Let’s go over our focus of picking stocks and what we try to use in terms of picking stocks. There are different things to observe and use at different moments of a market’s evolution. If we see a market bottoming for whatever reason, we like to find stocks at the bottom of their bases or wedges with positive divergences on the daily charts on the MACD, and if at all possible, stochastics as well. Those are the best plays because the risk reward is clearly defined. If we buy at the bottom of the base, the stock shouldn’t fall below the base. If it does, you would get out quickly and keep losses tiny in nature. As markets mature, we look for stocks that may be breaking out and then pulling back to test that breakout. If the volume pulls in on the retest and the trend line holds, then that too is a buy signal. We try to keep things lighter when RSI’s on the daily charts get to or above 70.
It doesn’t mean things can’t run higher once they get to 70, but the odds start to diminish rapidly. Stocks can run to 80 RSI, but you don’t want to own stocks too far above 70 RSI unless you’re willing to deal with a pullback based on the excellent technical shape of the chart. Most of the time 70 RSI’s come off, but not always. You don’t want to take on new positions when RSI’s are at 70 and stochastics confirm with a reading of 90 or higher. We also do not play against the trend in place. We will not short when the trend is confirmed higher, even at extreme levels of overbought, because in a bull run pullbacks are shallow and you don’t know when an overbought pullback will kick in.

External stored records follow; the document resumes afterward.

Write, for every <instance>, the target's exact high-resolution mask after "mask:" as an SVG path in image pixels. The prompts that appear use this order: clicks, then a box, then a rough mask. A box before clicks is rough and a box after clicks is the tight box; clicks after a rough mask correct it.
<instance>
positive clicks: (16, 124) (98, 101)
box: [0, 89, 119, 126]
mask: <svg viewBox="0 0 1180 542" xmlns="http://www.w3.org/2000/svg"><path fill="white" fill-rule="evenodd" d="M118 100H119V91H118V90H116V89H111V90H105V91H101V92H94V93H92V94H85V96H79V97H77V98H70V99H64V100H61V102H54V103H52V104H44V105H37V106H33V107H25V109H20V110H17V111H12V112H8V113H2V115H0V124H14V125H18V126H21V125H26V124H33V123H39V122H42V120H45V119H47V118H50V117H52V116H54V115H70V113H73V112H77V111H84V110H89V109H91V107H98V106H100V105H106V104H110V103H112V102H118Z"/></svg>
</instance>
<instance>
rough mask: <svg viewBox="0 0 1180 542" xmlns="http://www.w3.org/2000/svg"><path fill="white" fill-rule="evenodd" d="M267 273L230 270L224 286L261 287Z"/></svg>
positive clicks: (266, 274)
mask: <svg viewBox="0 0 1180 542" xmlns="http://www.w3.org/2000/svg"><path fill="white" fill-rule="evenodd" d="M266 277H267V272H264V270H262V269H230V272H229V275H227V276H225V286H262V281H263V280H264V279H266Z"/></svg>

With many stocks now sitting in handles, this bodes well for future moves higher and not far along from now. Many MACD’s are bullish in that the slow line is running up to meet the fast line. The slow line is usually red or orange on the chart with the fast line black. Black is positive and red/orange negative. When the fast line (black) holds on sideways to down price and the slow line runs up to meet it, that’s when stocks run higher yet again. We’ve had quite a few of those plays out in the recent weeks. When stocks set up like this, massive support below is in no immediate danger of getting taken out. For now the patterns that are setting up, or are set up, are promising for higher prices in the near future for this market. Doesn’t mean we don’t get an overbought pullback first. It does mean the trend should remain in place.
Looking at longer-term support with some short-term support as well, we can see the S&P 500 has support at roughly 1130 gap. Below that we see important support at the 20- and 50-day exponential moving averages currently at 1122/1111, respectively. It changes daily but by very little. On the Nasdaq, we have gap support at 2300 with the 20- and 50-day exponential moving averages at 2289/2249, respectively. Any pullback that holds above these critical levels is just noise as I’ve said. Please remember that and don’t get emotional should we get some selling first before the S&P 500 cleanly breaks above 1151. Again, the market is healthy but overbought. Some exposure is necessary in a bull trend, which means you can be under water at any time for a short period of time on new plays, but in time they should be more than fine.